Se procura um disco de música erudita, bem construído e de produção 100% nacional, não precisa ir mais longe. Embarque nesta viagem serena chamada “Arcos” (Revolve, 2021). O responsável pelos oito temas de piano solo que compõem este disco é Marco Franco, músico com créditos firmados na cena do jazz nacional – e não só.
Como percussionista, Franco tem uma longa tarimba: trabalhou com nomes como os Braindead, os Peste e Sida, Dead Combo, Memória de Peixe e muitos outros. É, também, um dos vértices do mini-colectivo cósmico Montanhas Azuis, ao lado de Bruno Pernadas e Norberto Lobo. À bem sucedida carreira nos ritmos acresce o seu talento como pianista – o primeiro álbum a solo atrás das teclas pretas e brancas, “Mudra”, surgiu em 2017, e foi recebido como uma agradável surpresa por crítica e público.

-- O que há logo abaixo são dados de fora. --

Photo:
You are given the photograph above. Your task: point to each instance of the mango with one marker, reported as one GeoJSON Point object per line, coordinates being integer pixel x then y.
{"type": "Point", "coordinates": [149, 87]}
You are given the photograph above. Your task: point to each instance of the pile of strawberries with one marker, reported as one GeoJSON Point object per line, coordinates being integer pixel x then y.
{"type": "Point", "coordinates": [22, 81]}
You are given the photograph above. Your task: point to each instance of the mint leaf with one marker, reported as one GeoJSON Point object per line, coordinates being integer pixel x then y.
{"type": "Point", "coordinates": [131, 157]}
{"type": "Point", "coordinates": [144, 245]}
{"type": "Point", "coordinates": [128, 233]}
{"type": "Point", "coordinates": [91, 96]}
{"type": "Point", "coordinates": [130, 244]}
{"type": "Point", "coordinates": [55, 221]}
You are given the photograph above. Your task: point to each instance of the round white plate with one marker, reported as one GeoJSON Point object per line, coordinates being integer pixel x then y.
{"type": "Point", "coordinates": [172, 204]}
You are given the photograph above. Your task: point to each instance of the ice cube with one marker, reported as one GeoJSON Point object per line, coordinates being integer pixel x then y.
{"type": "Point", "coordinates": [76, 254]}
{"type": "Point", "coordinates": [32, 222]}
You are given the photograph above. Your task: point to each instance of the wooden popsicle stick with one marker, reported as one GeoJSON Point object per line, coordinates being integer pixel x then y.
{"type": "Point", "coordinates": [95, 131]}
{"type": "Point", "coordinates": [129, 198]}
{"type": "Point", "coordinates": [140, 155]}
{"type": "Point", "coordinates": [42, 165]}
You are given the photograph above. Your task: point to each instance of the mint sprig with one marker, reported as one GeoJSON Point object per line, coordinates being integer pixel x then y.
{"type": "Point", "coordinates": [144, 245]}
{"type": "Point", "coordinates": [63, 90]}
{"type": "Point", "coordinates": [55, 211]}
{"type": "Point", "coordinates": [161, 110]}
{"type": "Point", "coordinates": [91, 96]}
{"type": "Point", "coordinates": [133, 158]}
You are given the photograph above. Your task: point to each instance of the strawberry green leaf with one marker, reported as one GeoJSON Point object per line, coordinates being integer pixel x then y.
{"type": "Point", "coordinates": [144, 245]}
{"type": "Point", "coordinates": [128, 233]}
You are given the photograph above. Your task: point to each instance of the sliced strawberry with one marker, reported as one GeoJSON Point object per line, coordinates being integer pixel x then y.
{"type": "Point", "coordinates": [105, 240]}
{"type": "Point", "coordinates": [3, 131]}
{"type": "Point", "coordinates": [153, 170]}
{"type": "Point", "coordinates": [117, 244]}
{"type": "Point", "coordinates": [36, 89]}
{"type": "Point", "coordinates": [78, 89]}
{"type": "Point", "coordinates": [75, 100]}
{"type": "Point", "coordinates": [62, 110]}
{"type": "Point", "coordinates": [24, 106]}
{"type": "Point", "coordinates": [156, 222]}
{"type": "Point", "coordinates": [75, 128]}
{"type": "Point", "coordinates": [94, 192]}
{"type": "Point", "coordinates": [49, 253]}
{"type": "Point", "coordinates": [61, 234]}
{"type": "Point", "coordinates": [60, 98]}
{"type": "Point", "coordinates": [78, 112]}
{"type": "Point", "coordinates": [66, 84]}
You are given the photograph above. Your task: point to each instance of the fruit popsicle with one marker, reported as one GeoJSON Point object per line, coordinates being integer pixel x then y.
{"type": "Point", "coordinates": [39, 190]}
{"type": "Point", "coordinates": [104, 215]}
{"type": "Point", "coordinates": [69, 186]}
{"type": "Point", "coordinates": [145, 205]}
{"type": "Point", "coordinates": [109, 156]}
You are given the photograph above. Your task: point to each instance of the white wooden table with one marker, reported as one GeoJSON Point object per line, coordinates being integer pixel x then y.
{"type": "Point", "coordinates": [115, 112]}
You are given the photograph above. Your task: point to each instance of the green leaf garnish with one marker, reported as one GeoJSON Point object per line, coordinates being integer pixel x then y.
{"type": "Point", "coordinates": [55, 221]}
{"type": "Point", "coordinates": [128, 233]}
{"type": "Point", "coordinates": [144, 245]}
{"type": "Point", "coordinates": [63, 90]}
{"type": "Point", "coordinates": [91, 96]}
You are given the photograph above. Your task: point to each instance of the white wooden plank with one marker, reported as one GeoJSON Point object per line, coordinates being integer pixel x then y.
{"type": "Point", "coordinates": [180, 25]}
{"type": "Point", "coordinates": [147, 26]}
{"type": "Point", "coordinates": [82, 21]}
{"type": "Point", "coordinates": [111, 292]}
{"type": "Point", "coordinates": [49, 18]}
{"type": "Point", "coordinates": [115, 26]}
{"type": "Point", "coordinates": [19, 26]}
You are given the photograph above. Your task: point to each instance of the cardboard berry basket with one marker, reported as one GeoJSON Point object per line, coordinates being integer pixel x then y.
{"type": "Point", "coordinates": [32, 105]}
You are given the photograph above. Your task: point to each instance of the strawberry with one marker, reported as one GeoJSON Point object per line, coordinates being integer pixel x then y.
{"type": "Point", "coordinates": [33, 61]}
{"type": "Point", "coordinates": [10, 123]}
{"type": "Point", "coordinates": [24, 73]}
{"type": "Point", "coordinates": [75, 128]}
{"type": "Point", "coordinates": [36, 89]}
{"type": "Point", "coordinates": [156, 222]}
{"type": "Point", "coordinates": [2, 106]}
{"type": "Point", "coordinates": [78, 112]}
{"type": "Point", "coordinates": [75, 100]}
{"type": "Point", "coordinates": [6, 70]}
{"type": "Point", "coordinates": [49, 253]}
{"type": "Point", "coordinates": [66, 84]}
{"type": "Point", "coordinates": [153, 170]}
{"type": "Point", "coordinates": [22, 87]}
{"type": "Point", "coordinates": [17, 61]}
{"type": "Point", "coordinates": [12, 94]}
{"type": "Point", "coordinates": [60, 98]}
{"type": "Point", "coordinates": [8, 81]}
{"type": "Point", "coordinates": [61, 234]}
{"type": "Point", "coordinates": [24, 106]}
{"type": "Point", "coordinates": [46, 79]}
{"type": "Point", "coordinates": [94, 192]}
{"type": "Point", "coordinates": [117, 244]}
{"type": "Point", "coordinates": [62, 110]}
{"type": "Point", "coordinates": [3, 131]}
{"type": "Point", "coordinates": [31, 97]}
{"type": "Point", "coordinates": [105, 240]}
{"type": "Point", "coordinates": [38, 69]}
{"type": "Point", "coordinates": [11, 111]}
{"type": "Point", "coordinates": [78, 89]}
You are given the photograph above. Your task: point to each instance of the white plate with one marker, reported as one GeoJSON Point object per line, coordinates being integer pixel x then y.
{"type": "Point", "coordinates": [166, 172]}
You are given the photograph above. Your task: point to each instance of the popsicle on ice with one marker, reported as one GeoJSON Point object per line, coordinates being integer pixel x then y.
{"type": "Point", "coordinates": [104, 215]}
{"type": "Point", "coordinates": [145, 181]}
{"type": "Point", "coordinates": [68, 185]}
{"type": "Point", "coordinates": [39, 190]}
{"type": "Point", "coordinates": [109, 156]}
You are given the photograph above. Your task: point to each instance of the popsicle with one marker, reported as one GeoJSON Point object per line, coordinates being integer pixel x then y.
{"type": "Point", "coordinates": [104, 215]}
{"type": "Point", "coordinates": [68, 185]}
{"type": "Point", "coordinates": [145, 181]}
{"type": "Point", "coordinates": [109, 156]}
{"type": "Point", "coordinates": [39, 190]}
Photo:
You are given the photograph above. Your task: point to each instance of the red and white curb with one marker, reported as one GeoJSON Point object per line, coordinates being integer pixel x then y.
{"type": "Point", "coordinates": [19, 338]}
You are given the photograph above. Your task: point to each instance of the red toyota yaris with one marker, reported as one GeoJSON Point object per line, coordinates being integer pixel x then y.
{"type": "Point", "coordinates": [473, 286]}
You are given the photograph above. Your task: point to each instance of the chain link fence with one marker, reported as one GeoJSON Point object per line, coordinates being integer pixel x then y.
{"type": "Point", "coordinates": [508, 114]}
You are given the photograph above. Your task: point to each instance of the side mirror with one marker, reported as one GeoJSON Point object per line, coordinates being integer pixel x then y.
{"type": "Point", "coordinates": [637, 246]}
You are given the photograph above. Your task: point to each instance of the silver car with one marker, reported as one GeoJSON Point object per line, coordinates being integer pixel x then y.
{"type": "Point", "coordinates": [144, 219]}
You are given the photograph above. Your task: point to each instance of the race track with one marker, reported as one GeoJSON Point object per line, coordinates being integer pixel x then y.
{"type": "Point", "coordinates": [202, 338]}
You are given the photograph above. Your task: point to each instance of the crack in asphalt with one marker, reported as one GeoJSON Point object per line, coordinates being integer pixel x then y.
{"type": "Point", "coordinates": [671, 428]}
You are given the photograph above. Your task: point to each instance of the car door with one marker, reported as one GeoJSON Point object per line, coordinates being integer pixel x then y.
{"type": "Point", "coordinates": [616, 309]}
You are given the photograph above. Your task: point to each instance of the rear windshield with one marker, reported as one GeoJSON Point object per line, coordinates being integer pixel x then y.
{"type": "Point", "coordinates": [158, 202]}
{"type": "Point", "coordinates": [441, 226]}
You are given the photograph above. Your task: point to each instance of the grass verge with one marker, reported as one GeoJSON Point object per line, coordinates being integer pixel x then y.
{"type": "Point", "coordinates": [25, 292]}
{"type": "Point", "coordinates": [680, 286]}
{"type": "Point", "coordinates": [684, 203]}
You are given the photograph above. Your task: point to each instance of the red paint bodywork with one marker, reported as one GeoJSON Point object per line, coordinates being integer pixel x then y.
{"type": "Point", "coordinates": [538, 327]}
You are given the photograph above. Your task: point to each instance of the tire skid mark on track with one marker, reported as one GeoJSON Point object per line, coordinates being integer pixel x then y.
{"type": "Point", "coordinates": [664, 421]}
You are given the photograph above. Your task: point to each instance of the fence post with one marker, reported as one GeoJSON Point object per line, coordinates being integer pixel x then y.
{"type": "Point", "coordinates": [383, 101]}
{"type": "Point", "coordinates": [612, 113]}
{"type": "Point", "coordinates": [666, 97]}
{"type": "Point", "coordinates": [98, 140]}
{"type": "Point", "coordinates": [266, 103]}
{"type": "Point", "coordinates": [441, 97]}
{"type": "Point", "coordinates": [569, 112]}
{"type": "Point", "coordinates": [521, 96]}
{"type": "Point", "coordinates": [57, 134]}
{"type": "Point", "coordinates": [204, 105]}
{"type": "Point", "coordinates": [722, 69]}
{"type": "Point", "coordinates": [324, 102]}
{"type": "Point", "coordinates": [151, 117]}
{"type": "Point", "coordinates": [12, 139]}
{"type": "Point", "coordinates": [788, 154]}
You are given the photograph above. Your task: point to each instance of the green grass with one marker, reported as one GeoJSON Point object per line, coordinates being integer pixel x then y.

Voltamos agora a atenção para “Arcos”, segundo disco em nome próprio, que se apresenta como um objecto curioso: Franco toca num piano vertical de tampo aberto, expondo as respirações e ruídos dos diligentes mecanismos. As composições aproximam-se de sons clássicos e românticos – como em “Pneumática”, melodia com ecos dos musicais de hollywood nos anos 50; noutros pontos, a mistura é mais experimental, caso de “Canta Trovão”, caixinha de música enigmática, assombrada, inquietante.
“Crisálida” lembra o minimalismo repetitivo de Michael Nyman ou Philip Glass. Também a sombra tutelar do compositor francês Erik Satie paira por estas melodias. É visível, por exemplo, em “Sambódromo”, passeata contaminada por uma brisa tropical.
“Anecóica” é uma versão de um tema de Norberto Lobo. Franco pega no original, espécie de canção amorosa de baile de liceu, e descasca-o dos arranjos até sobrar apenas a melodia quebradiça, transformando-o numa canção de embalar, cristalina como uma moeda novinha em folha.
Com os seus temas de frágil equilíbrio entre melodias emotivas, sopros fugazes e outros fantasmas, Marco Franco criou um espaço único para si próprio, estabelecendo um universo particular de beleza minimal em apenas dois discos.